BTW I tested with the latest VM version with the demo data and the issue is exists.
Steps to reproduct with the core

  • open the shop, it shows 86 products ( https://snipboard.io/1qyAbD.jpg )
  • filter the products with the manufacturer filter for 'producer'. Result: 1-5 of 5, so there are 5 products there, url: /index.php/shop/manufacturer/producer/dirAsc?keyword=
  • go back to the full list
  • open the 4th page, the url is: /index.php/shop?start=72
  • filter for the producer manufacturer again.

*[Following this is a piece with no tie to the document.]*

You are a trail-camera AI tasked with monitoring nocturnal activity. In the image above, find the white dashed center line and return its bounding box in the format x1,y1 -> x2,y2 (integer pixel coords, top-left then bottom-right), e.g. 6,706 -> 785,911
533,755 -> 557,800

It shows there are 5 products like in the second step but the url is /index.php/shop/manufacturer/producer/dirAsc/results,73-96?keyword=
  • it seems VM wants to show the 5 products starting from 73

In VM 3.8.9 there is a getManufacturerOrderByList method in the product model and it has a $fieldLink parameter which is $fieldLink = vmURI::getCurrentUrlBy('request', false, true, array('orderby','dir'));
I think the last array should contain 'limitstart' (and maybe limit as well) because no matter if I start the filtering from the nth page, the result should show the first page.

In the previous versions there is a if($key=='dir' or $key=='orderby') continue; line in getOrderByList
I added limitstart and limit there and it has huge imact to the site performance on big sites.
The most extreme scenario:
The category has 6000 products with 25 product/page. It has subcategories but it shows the products from the subcategories as well. There are ~1000 manufacturers for that most of them contain 1 or 2 products from the category.
Without manufacturer filtering it has 6000/25=240 pages for the pagination. Let's assume google indexes this 240 pages and the 1000 filter page as well, its 240 + 1000 = 1240
But if the manufacturer filter urls contains limitstart parameter it's a different url from every pagination page so it's 240*1000=240 000 pages to index.
We constantly had server crashes, huge load no matter what kind of cache did we use (because there is no cache for the nonexisting pages). I removed the $limitstart from the mf filter url and we had zero crashes since then.

Also the filter should be a <select> instead of a html list because if you have a lot of categories it way below the bottom of the browser.